Privilèges et titres relatifs aux franchises, institutions et propriétés communales de Roussillon et de Cerdagne : depuis le XIe siècle jusqu'à l'an 1660. Vol. 1

«La liberté civile, disait M. Jaubert-Campagne, la liberté politique ne sont pas pour
le Roussillonnais une conquête des temps modernes ; bien plus, elles ne peuvent être,
pour lui, aussi larges qu'elles le furent dans les vieux jours... car nous ne sommes plus
aujourd'hui qu'une fraction d'un grand peuple, et une législation basée sur les intérêts
généraux d'une immense population d'hommes ayant des moeurs, des caractères
différents, devait de toute nécessité restreindre les libertés des uns, agrandir les libertés
des autres, renfermer dans les mêmes limites les droits de tous.

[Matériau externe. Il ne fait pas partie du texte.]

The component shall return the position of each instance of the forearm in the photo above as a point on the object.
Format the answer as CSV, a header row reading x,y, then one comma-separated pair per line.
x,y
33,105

«Les libertés du Roussillonnais furent consacrées pendant de longs siècles par ses
usages, ses coutumes, ses lois, qui furent toujours en harmonie avec ses sentiments,
son caractère, ses moeurs, ses besoins, ses intérêts : et ces lois étaient l'oeuvre, l'expression,
la règle d'un peuple peu nombreux, vivant sous le gouvernement qu'il s'était
donné, seul avec lui et par lui, sur le coin de terre où il s'était établi» (1).
C'est la pratique séculaire de ces institutions et de ces libertés politiques et municipales
qui a formé le caractère particulier du peuple roussillonnais, dont les traits principaux
ont été de tout temps l'amour de la liberté et l'amour de la patrie. On ne pourrait
en expliquer les origines et les développements que par l'histoire même du
Roussillon, vaste et riche sujet qui ne saurait être traité ici.